I don’t know, and obviously neither does anyone else, or they’d be doing exactly the right thing for me when I’m feeling bad, mad, sad, or even glad. Human reactions are strange, marred and distorted by the conflict between instinct and reason.

For example, two of my friends are getting married. They recently announced it. It’s hard for me to sort through the feelings this news causes. My first reaction is to just well up and overflow with happiness and joy for them. Seriously, I feel a physical reaction of giddiness. I am genuinely, incredibly, enormously happy for them.

My second reaction is self-pity. My third reaction– guilt. I’m one of the generation who was told that people are starving in Africa, so stop your complaining, and stop being so jealous. Yeah, I know it’s supposed to be that they’re starving in Africa so clean your plate. But that’s not my lesson, because in addition to the starving people in Africa there are

  • the people with cancer,
  • the people with systic fibrosis,
  • the people children who have trisomy 21 (“Down Syndrome”),
  • the people with psychosis,
  • the families of people with psychosis,
  • the people being persecuted,
  • the people who lost a limb in a thresher.

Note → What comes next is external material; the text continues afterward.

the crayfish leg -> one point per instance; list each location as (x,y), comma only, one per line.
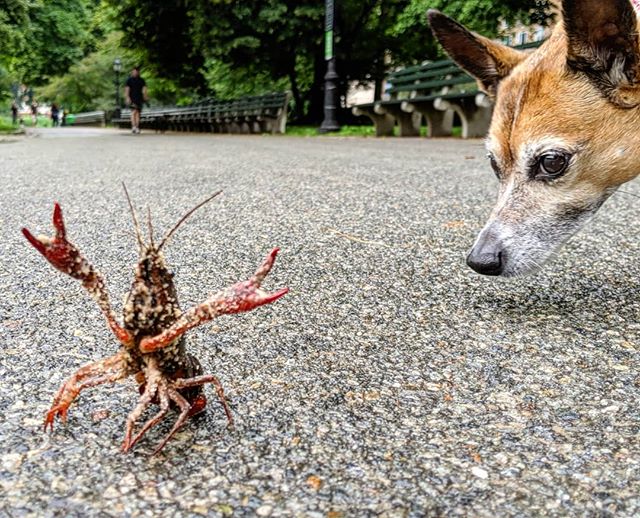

They’re all worse off than me, so no matter what happens, until it’s as bad as one of those things I have no business wallowing in my petty little problems. Right? That’s what Church taught me. I think, or maybe it was an afterschool special, or maybe Reader’s Digest. Definitely Reader’s Digest.

I do try, of course, to tell myself that “even though you haven’t had your arm torn off by an industrial clothes-press, you’re still sad. You have the right to be disappointed. You have the right to be upset. It’s your life and you’re living it, and when things go wrong it’s all relative and there’s nothing wrong with your feelings.” That works sometimes. Only sometimes.

Talking is supposed to help to get it out of your system somehow. Telling your feelings to somebody. But who to tell? I don’t have any confidants that close. I don’t know anybody I can trust not to breathe a word. Maybe I need a shrink. I certainly can’t tell you people, here.

So when it comes to this blog post, which I need to write, for myself, because I said I would, to myself… I’ve lost the thread… Oh right, when it comes to writing on this site, what do I say? There are so many, so many subjects I can use to postpone my problems for a half hour or so; but I need to choose. Because I don’t want to be here all day. Because I’m writing this right now, and I have to decide.